Stretching the Bones

Embracing Horse

or Virtue Pursued

It’s Wednesday, fast day, the day to break from prevailing cares and do something different. I was going to go back to the drawing that hangs fire, but weather moving through central Texas deposited light less conducive to drawing than reflecting. As I type, the sun has moved far enough west to gild the air beneath the storm.

It was raining when I woke this morning, hard enough that construction sites in the vicinity were stilled. The world was noticeably quiet. No dump trucks, diggers or cranes. Not much traffic. The light was a kind that admits it is later than it seems but says also that it is okay, the world has paused.

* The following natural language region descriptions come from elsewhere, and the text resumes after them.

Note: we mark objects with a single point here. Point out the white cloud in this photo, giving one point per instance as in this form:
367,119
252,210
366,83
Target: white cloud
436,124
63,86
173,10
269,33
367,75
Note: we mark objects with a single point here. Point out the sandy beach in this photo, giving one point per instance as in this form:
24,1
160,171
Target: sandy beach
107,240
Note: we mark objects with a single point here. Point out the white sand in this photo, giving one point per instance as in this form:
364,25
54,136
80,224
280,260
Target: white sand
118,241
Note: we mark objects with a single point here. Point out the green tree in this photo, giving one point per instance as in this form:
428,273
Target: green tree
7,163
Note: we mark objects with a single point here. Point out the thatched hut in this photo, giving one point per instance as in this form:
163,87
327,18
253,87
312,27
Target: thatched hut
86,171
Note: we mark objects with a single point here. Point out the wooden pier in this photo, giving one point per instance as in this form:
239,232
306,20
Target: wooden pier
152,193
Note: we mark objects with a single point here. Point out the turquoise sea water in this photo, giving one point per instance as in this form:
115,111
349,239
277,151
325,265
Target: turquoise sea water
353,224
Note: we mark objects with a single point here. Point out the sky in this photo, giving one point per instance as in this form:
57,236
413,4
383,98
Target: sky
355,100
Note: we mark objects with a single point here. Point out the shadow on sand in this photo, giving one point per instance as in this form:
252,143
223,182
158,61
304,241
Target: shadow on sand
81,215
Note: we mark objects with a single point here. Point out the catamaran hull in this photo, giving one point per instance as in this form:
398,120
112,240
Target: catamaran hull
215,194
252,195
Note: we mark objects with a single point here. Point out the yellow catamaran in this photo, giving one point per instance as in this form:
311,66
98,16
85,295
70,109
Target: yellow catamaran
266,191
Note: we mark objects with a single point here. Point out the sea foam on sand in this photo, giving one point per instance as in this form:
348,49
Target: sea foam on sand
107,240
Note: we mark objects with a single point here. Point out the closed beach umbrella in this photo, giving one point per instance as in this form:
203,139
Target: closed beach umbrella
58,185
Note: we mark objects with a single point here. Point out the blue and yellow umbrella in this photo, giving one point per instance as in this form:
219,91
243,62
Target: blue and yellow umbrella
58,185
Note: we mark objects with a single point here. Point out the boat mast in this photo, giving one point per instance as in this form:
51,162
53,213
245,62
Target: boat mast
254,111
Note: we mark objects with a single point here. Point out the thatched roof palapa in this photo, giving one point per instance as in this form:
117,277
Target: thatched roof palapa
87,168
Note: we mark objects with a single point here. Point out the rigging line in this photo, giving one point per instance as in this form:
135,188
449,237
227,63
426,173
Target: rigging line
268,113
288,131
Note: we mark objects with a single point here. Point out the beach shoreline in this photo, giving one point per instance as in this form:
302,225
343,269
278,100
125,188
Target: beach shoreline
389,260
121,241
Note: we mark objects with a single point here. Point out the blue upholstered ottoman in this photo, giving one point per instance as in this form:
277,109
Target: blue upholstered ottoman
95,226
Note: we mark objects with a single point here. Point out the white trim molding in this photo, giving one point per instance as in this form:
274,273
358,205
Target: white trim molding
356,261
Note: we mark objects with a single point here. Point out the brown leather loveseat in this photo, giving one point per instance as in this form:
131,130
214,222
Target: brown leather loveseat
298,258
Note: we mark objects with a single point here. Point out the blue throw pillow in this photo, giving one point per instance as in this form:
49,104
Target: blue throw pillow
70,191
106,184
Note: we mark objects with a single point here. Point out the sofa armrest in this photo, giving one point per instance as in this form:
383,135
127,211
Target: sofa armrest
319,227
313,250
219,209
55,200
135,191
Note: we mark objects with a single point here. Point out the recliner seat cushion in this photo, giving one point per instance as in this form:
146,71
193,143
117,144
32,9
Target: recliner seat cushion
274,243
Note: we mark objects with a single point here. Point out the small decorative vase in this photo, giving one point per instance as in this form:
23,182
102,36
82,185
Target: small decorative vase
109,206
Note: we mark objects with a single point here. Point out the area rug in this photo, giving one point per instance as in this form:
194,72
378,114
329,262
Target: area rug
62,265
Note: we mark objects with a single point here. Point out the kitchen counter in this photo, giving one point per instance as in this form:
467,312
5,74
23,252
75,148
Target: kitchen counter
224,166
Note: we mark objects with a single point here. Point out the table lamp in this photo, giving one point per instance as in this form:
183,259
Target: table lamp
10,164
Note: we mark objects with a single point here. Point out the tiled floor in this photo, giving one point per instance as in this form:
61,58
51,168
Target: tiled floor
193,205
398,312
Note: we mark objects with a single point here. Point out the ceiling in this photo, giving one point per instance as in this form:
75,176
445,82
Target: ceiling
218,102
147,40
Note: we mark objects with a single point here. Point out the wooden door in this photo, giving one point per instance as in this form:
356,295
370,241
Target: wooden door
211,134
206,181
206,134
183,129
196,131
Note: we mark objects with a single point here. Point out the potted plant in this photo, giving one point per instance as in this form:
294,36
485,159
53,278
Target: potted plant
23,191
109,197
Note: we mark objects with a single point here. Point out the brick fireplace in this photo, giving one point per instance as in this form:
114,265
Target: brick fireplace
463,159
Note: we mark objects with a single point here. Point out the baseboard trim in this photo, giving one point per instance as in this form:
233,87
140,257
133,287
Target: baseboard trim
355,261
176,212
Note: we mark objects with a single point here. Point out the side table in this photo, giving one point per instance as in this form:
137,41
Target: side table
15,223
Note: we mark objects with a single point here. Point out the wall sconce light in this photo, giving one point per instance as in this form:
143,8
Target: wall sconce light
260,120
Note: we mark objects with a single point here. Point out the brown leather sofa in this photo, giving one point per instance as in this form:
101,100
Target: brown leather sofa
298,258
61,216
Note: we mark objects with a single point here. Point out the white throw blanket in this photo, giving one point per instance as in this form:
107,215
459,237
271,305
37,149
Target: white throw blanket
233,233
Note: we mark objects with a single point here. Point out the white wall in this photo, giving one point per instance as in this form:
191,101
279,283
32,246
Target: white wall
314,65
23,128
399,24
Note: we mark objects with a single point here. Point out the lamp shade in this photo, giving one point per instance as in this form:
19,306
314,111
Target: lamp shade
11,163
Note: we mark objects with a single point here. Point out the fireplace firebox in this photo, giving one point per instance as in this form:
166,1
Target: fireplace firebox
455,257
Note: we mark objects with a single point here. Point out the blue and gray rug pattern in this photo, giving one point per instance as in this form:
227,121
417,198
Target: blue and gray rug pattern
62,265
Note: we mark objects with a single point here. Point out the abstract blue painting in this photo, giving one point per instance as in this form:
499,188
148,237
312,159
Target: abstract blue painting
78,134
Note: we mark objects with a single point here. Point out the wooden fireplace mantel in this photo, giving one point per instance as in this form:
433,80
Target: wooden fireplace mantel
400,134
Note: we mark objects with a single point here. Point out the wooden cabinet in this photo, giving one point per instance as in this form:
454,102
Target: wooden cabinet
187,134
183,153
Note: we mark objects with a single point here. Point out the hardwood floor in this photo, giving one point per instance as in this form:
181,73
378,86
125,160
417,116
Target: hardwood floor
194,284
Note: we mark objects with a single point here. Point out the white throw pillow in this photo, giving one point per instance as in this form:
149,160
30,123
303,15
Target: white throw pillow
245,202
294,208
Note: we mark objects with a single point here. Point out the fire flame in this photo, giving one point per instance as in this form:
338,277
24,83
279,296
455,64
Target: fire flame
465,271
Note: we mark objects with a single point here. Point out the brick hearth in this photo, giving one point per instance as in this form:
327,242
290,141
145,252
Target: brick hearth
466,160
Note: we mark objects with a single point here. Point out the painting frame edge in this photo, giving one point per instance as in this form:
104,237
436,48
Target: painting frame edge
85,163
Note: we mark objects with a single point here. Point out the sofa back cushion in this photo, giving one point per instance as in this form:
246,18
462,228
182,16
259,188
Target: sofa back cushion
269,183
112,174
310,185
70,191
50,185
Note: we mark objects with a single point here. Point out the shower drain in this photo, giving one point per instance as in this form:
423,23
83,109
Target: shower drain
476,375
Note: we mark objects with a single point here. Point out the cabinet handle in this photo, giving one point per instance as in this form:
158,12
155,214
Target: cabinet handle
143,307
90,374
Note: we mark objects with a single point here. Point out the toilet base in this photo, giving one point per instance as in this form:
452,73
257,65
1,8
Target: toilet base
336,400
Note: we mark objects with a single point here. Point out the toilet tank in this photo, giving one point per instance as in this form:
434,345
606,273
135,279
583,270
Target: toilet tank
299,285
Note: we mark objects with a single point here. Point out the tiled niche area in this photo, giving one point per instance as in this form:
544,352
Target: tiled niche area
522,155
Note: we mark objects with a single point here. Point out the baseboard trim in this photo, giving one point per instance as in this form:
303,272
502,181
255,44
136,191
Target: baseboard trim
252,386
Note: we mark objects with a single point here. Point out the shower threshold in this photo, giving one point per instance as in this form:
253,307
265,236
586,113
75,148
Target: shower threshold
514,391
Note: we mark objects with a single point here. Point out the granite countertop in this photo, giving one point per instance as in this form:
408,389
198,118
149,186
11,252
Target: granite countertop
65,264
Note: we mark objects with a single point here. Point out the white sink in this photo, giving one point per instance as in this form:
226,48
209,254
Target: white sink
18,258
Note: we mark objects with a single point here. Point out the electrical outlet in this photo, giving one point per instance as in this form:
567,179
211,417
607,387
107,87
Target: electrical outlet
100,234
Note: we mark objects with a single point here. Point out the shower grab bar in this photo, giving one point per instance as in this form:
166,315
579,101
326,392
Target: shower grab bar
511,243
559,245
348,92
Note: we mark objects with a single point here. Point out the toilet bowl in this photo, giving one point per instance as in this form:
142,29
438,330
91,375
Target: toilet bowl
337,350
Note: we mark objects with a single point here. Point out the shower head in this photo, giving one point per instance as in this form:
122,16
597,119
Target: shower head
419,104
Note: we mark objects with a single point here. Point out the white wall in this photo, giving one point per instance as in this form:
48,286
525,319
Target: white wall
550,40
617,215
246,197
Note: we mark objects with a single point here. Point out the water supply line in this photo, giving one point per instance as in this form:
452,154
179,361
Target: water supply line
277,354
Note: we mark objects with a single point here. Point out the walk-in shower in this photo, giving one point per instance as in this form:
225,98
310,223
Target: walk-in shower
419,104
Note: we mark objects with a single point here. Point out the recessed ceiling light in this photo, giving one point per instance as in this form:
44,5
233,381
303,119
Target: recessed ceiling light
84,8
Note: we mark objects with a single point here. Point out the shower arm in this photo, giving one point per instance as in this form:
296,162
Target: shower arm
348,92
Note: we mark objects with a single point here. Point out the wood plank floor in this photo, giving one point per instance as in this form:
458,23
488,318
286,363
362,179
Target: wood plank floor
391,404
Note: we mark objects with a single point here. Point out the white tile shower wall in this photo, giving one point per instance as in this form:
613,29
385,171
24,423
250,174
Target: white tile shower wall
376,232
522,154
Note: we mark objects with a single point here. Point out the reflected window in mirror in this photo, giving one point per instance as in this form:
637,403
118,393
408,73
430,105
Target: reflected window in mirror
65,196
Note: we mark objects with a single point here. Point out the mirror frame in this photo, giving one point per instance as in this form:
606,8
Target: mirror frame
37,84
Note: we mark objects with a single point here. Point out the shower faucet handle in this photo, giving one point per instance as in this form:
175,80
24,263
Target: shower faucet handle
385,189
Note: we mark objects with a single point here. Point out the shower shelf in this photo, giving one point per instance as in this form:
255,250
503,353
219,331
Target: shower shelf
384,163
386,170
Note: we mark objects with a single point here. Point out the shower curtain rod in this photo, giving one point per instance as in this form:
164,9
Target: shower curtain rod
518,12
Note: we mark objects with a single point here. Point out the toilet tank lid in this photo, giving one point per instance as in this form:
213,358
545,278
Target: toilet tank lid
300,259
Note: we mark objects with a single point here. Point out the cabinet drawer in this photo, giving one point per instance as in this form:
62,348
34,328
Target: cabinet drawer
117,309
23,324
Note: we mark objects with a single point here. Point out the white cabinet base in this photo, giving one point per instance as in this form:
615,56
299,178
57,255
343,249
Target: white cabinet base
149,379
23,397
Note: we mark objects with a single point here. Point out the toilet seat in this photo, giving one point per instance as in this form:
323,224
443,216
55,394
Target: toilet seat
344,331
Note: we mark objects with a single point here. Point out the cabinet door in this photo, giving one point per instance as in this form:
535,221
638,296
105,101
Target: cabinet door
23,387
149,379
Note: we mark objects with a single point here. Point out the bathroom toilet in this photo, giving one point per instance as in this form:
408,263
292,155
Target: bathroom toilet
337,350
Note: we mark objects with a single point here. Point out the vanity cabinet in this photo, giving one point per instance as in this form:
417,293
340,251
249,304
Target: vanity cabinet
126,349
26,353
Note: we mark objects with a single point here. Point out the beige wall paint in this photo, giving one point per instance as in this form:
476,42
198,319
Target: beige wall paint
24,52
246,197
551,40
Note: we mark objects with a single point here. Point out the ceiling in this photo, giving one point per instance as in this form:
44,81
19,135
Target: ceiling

Even when I ran the morning’s errands, Austin, at least, seemed to take a breather. Rain fell intermittently, letting up each time I had to leave the car. It was early, but even so, the two big box stores I had to visit were empty of patrons. I made my purchases, hit the p.o. and returned to base. The main storm didn’t let loose until I stood watching through the sliding door. There are sights delightful to see.

So this Wednesday, fast day, today, has been restful. But rest, to quote Nod’s Way, is not the same as idleness. Light and rain conspired to massage my mind, but the light has also been excellent for movement.

By inclination, I am the laziest of bones. My default, as anyone with experience knows, is lolled back staring into space, thoughts outside the room. Hours pass that way when I slip my grown-up collar. Life would pass that way if there were no consequences, but, of course, there are. This is important when one lacks discipline.

Lazy bones unchained, one consequence is that movement is difficult and uncomfortable when it comes time to get up. Complications with joints and tendons mean too much inactivity blows out quality of life. Eventually, sitting still becomes painful, and moving out of stillness is equally painful. The struggle back to activity hurts. Better (and lazier) to avoid the unpleasantness by staying in motion.

I do not call what I do a workout. This may be a mind game to trick the bones into exercise—because they are the laziest, you see. The term I prefer is ” practice.” Mine has two parts, “morning practice” and “evening practice.” I call morning practice “morning,” even though it sometimes pushes into early afternoon. What the two parts have in common is that they focus on coordinating posture, movement and breath to the benefit of body and mind.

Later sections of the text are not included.